Bruno è stato uno dei primi pensatori ad abbracciare la dottrina copernicana, ma se in Copernico il cosmo è ancora da intendersi come finito, in Bruno esso è concepito come infinito. Sotto questo aspetto, dunque, non vi è differenza tra universo e dio: dio non si dà se non come infinità dell'universo. Pertanto gli uomini e tutte le cose sono in dio, gli enti naturali sono per così dire pieghe dell'infinita sostanza universale.
«È dunque l'universo uno, infinito, inmobile.
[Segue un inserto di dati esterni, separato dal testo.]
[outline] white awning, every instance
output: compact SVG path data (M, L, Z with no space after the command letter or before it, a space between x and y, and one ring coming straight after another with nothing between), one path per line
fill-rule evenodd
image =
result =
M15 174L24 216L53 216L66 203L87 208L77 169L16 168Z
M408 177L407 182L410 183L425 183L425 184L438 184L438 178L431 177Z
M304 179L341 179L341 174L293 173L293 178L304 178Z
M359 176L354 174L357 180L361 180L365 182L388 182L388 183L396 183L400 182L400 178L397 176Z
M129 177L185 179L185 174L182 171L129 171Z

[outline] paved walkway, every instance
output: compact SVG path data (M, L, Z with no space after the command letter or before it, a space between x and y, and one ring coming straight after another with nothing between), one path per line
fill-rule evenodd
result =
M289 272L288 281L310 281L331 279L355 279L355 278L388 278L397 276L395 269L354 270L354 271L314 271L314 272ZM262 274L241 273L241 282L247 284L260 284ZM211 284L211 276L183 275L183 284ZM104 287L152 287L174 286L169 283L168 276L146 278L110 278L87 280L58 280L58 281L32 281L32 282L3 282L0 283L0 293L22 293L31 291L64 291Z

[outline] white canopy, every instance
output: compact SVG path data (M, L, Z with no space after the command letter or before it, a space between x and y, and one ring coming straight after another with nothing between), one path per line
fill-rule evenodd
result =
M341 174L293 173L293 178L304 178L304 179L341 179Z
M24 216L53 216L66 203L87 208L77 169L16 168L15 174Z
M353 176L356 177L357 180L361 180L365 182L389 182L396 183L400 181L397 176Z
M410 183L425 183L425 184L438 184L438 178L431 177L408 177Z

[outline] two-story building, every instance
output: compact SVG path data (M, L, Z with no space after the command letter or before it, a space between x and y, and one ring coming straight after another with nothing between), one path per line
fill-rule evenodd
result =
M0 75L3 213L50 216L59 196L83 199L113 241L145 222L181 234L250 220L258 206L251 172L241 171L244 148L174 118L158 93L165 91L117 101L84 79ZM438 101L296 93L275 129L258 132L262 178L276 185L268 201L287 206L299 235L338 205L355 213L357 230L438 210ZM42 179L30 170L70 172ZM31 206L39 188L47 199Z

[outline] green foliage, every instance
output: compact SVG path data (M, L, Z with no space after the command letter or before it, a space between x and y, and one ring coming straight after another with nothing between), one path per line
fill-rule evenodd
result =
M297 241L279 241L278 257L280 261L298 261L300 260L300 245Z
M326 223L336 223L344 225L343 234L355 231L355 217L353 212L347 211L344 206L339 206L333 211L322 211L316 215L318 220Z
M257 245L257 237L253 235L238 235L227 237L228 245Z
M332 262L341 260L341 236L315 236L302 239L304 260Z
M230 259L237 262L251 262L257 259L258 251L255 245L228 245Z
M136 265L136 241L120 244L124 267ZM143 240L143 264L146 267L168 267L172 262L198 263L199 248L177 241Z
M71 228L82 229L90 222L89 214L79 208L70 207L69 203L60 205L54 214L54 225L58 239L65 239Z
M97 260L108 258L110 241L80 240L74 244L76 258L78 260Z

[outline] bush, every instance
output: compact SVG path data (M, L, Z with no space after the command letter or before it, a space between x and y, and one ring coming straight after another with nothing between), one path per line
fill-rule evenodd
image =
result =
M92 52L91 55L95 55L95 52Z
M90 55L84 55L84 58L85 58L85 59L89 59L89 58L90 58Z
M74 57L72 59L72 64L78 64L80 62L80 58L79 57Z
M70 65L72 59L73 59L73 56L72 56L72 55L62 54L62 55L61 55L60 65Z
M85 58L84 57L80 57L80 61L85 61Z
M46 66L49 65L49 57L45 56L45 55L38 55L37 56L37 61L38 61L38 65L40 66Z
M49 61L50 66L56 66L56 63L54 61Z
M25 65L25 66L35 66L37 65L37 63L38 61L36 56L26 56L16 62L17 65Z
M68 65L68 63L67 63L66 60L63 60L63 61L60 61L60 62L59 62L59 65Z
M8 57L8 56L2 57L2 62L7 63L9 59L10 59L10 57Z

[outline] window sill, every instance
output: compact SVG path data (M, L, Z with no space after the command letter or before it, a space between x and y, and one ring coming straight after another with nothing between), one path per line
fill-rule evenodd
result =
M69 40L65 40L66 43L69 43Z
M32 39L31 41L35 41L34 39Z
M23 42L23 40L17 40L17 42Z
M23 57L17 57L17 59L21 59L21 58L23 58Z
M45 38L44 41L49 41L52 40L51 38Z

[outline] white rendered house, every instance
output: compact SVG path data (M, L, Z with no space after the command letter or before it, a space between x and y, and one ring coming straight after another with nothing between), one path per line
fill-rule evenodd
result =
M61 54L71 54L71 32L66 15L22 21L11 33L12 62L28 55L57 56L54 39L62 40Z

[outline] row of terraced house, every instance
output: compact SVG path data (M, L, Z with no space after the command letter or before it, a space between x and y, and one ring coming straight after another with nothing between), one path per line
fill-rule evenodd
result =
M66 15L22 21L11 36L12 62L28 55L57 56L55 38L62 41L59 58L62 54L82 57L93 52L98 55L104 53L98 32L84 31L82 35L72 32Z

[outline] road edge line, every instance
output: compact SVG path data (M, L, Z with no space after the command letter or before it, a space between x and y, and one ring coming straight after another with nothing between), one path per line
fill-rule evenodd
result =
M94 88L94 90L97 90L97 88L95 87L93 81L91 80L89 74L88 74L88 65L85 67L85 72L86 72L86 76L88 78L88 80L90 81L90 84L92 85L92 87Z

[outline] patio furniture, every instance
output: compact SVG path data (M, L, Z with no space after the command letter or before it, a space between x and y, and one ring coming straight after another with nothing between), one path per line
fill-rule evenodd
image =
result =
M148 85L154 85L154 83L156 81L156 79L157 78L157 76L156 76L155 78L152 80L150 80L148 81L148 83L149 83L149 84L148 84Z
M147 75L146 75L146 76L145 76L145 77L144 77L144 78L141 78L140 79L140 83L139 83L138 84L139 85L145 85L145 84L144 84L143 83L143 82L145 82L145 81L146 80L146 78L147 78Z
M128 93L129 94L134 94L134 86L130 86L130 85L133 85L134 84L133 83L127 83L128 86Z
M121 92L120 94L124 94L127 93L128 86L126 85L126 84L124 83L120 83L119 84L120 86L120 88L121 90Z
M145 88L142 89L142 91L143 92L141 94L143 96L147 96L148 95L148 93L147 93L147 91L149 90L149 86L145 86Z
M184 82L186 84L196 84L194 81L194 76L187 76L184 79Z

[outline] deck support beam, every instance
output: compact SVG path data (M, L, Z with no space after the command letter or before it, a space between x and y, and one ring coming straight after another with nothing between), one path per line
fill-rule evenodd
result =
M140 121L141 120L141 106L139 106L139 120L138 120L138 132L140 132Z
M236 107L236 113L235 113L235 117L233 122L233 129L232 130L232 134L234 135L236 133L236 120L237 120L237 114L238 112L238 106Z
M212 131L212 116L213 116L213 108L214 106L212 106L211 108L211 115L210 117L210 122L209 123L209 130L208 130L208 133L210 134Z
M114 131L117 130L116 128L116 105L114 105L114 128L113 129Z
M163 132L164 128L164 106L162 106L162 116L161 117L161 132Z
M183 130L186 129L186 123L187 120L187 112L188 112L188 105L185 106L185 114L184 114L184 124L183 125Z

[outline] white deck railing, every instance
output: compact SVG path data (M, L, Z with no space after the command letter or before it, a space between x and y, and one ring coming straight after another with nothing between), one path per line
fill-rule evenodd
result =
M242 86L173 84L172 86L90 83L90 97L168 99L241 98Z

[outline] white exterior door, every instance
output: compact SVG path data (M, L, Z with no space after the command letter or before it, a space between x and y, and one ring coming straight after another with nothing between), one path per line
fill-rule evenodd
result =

Una, dico, è la possibilità assoluta, uno l'atto, una la forma o anima, una la materia o corpo, una la cosa, uno lo ente, uno il massimo ed ottimo; il quale non deve posser essere compreso; e però infinibile e interminabile, e per tanto infinito e interminato, e per conseguenza inmobile.»
(De la causa, principio et uno)
La mostra di Sophie Ko è concepita come un frammento dell'universo infinito bruniano: con lo sguardo possiamo abbracciare pianeti grandi e piccoli, animali come i cavalli, pezzi di materia che fluttuano nello spazio, tutte le cose sono – come noi che ci aggiriamo negli ambienti della galleria – micro-rappresentazioni dell'infinità universo in cui viviamo e di cui siamo increspature nell'infinito mare universale.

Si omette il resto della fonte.